Observation data Epoch J2000 Equinox ICRS
- Constellation: Libra
- Right ascension: 15^{h} 41^{m} 56.79858^{s}
- Declination: −19° 40′ 43.7745″
- Apparent magnitude (V): 4.72

Characteristics
- Spectral type: K5 III
- U−B color index: +1.94
- B−V color index: +1.58

Astrometry
- Radial velocity (R_{v}): −4.5±1.5 km/s
- Proper motion (μ): RA: −32.06 mas/yr Dec.: −103.15 mas/yr
- Parallax (π): 10.57±1.40 mas
- Distance: approx. 310 ly (approx. 90 pc)
- Absolute magnitude (M_{V}): −0.62

Details
- Mass: 1.6 M_{☉}
- Radius: 38 R_{☉}
- Luminosity: 388 L_{☉}
- Surface gravity (log g): 1.35 cgs
- Temperature: 3,875 K
- Metallicity [Fe/H]: −0.39 dex
- Other designations: κ Lib, 43 Lib, BD−19°4188, FK5 1413, HD 139997, HIP 76880, HR 5838, SAO 159442

Database references
- SIMBAD: data

= Kappa Librae =

Star in the constellation Libra

Kappa Librae is a star system in the zodiac constellation of Libra.
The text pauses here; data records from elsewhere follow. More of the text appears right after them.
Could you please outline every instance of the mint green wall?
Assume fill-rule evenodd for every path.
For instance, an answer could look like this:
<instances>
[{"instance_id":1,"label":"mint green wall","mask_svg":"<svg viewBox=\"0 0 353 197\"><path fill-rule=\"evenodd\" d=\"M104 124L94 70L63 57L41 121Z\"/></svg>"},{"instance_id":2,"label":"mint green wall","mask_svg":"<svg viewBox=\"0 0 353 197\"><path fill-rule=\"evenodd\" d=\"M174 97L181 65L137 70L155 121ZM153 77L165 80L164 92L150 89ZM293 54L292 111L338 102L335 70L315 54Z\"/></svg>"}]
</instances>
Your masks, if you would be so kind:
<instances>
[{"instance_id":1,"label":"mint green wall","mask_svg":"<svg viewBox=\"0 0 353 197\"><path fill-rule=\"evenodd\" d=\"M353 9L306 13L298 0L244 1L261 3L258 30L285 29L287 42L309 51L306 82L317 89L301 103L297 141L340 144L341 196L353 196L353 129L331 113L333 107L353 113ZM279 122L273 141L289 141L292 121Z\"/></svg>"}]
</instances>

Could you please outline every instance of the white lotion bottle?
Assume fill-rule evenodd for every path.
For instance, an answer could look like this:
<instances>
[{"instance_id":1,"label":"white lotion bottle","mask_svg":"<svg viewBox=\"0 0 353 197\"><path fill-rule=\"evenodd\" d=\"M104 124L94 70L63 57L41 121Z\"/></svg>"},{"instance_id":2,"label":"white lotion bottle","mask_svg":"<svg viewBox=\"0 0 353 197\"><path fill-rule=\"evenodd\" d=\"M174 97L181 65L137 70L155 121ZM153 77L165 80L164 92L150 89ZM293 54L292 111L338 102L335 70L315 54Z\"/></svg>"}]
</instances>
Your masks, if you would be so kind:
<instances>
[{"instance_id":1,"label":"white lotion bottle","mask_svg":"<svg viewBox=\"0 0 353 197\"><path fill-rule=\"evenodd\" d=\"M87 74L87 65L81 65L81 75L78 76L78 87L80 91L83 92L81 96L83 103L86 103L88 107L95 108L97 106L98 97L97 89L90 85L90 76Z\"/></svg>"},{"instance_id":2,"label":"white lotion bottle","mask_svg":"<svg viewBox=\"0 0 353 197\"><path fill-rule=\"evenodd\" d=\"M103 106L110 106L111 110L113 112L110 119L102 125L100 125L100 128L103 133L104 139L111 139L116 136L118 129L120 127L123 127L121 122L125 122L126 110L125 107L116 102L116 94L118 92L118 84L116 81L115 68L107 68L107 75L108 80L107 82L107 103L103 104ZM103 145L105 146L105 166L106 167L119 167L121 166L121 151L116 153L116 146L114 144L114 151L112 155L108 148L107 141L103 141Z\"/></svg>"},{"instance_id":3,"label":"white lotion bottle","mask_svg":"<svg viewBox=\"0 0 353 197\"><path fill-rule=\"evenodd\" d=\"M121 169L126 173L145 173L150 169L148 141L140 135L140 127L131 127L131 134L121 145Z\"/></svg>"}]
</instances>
Its name is a Bayer designation that is Latinized from κ Librae, and abbreviated Kappa Lib or κ Lib. Its apparent visual magnitude is 4.72, so it can be seen with the naked eye. The annual parallax shift of 10.57 mas indicates it is roughly 310 light years away. It is positioned 0.02 degrees south of the ecliptic.

The star shows acceleration components in its proper motion, indicating with high probability that it is an astrometric binary. The visible component is an evolved K-type giant star with a stellar classification of K5 III. It is a suspected variable star with a brightness that ranges between 4.70 and 4.75. Kappa Librae is 38 times larger than the Sun, and is radating 388 times the solar luminosity from its outer atmosphere at an effective temperature of ±3,875 K.

In Chinese astronomy, Kappa Librae is called 日, Pinyin: Rì, meaning Sun, because this star is marking itself and stand alone in Sun asterism, Room mansion (see: Chinese constellations).